Ken: It’s not Jerry Lee Lewis at all.
John: No, and we did the first week of rehearsal and at the end of the first week I said to the music director “Okay, I think we should spend the Saturday rehearsing the overture,” and I went home that night, I don’t drink anymore, but I went home that night and drank a bottle of scotch. I thought, “This is a disaster and it’s going to have to be taken off,” but I progressed and proceeded with it and it toured all over Great Britain in the end and it was very successful. It was still actors playing and then standing up and acting and then sitting down again. It was very early days, it didn’t have the integration that I developed and worked on as a theatrical language – that really happened over a period of about 15 years, probably. I would do something every year with actors who made music as well, and I started to win prizes and people liked it.
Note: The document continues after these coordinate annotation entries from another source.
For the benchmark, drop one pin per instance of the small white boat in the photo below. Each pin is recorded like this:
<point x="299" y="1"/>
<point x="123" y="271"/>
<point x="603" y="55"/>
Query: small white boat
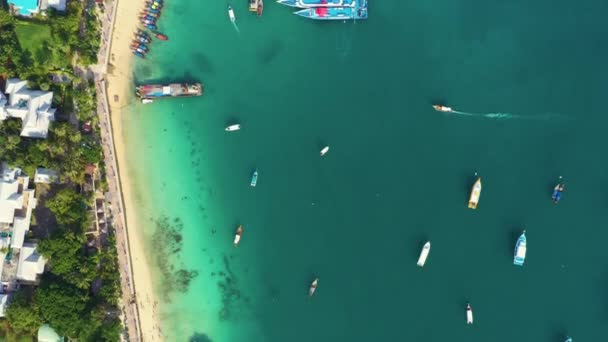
<point x="233" y="128"/>
<point x="441" y="108"/>
<point x="237" y="235"/>
<point x="475" y="193"/>
<point x="231" y="14"/>
<point x="424" y="254"/>
<point x="469" y="314"/>
<point x="313" y="287"/>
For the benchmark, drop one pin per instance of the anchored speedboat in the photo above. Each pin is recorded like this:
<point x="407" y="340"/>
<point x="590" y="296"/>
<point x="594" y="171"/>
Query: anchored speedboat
<point x="469" y="314"/>
<point x="557" y="192"/>
<point x="233" y="128"/>
<point x="313" y="287"/>
<point x="424" y="254"/>
<point x="520" y="250"/>
<point x="475" y="193"/>
<point x="237" y="235"/>
<point x="442" y="108"/>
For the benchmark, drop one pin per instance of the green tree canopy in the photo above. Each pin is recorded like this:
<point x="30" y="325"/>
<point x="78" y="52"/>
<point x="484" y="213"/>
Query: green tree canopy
<point x="69" y="207"/>
<point x="22" y="314"/>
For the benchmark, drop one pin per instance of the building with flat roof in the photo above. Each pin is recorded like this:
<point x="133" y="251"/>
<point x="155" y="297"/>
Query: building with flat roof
<point x="33" y="107"/>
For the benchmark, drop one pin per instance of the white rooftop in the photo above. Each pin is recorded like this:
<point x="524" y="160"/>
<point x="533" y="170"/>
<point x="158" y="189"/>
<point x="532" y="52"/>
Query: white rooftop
<point x="31" y="264"/>
<point x="33" y="107"/>
<point x="46" y="176"/>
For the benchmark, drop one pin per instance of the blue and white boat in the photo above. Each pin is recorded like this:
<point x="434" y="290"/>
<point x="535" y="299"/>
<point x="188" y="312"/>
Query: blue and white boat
<point x="520" y="250"/>
<point x="254" y="178"/>
<point x="557" y="192"/>
<point x="333" y="13"/>
<point x="316" y="3"/>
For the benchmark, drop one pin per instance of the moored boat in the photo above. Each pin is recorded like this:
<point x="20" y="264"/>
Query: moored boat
<point x="231" y="14"/>
<point x="237" y="235"/>
<point x="161" y="36"/>
<point x="442" y="108"/>
<point x="557" y="192"/>
<point x="424" y="254"/>
<point x="333" y="13"/>
<point x="154" y="91"/>
<point x="313" y="287"/>
<point x="316" y="3"/>
<point x="520" y="250"/>
<point x="232" y="128"/>
<point x="254" y="178"/>
<point x="475" y="193"/>
<point x="469" y="314"/>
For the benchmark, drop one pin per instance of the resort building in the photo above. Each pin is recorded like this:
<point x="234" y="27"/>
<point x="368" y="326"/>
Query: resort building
<point x="46" y="176"/>
<point x="33" y="107"/>
<point x="31" y="7"/>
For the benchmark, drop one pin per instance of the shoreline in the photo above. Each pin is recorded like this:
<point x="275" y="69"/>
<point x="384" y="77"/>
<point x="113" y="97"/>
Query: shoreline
<point x="118" y="83"/>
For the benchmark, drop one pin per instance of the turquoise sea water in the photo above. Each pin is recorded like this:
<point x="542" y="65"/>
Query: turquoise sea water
<point x="398" y="173"/>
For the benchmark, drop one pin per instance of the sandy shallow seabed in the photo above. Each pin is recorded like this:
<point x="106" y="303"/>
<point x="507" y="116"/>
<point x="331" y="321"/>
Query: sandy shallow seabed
<point x="120" y="83"/>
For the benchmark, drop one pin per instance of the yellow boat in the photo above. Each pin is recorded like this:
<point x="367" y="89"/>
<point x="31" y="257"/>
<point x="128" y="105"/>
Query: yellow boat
<point x="475" y="193"/>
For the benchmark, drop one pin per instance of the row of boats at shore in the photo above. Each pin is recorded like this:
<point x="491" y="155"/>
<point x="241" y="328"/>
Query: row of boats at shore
<point x="140" y="46"/>
<point x="329" y="9"/>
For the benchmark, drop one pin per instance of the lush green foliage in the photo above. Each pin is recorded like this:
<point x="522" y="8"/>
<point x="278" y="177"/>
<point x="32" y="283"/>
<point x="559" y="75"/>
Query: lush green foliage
<point x="69" y="208"/>
<point x="22" y="314"/>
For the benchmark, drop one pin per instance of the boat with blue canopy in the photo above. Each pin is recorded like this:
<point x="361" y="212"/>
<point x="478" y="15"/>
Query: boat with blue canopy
<point x="316" y="3"/>
<point x="333" y="13"/>
<point x="520" y="250"/>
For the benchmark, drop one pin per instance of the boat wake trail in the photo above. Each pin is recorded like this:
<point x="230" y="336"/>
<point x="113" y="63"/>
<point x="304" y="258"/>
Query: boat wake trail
<point x="509" y="116"/>
<point x="236" y="27"/>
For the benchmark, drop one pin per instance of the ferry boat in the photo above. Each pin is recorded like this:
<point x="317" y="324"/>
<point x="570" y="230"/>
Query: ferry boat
<point x="475" y="193"/>
<point x="313" y="287"/>
<point x="160" y="36"/>
<point x="441" y="108"/>
<point x="333" y="13"/>
<point x="520" y="250"/>
<point x="557" y="192"/>
<point x="254" y="178"/>
<point x="316" y="3"/>
<point x="233" y="128"/>
<point x="231" y="14"/>
<point x="237" y="235"/>
<point x="154" y="91"/>
<point x="424" y="254"/>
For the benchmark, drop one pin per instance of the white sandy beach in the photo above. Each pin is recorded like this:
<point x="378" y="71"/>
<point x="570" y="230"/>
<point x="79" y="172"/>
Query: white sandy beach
<point x="120" y="84"/>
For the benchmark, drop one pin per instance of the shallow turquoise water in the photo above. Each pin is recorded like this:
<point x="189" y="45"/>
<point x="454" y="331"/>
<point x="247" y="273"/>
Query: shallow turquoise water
<point x="398" y="173"/>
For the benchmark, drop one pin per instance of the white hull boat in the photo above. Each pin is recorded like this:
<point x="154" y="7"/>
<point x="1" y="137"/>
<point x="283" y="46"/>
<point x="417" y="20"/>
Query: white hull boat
<point x="424" y="254"/>
<point x="233" y="128"/>
<point x="469" y="314"/>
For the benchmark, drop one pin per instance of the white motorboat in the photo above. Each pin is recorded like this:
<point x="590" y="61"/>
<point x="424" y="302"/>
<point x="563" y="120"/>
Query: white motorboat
<point x="313" y="287"/>
<point x="231" y="14"/>
<point x="233" y="128"/>
<point x="424" y="254"/>
<point x="237" y="235"/>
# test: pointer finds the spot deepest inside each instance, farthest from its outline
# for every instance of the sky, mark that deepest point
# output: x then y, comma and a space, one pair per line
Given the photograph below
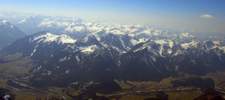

And, then I was working a lot at a theatre called The Watermill in Newbury, which is a tiny theatre, it seats 140, beautiful, in the middle of a field in Berkshire, very country but a very beautiful part of the world, and I had done a number of actor/musicians experiments there, Cabaret was a sort of obvious one, Irma la Douce, Into the Woods – actually I did that at York – Fiddler on the Roof I did with ten actor/musicians play as a klezmer band. I shouldn’t have bene doing it, it was basically illegal, but I did it.
Ken: Sheldon Harnick, don’t listen.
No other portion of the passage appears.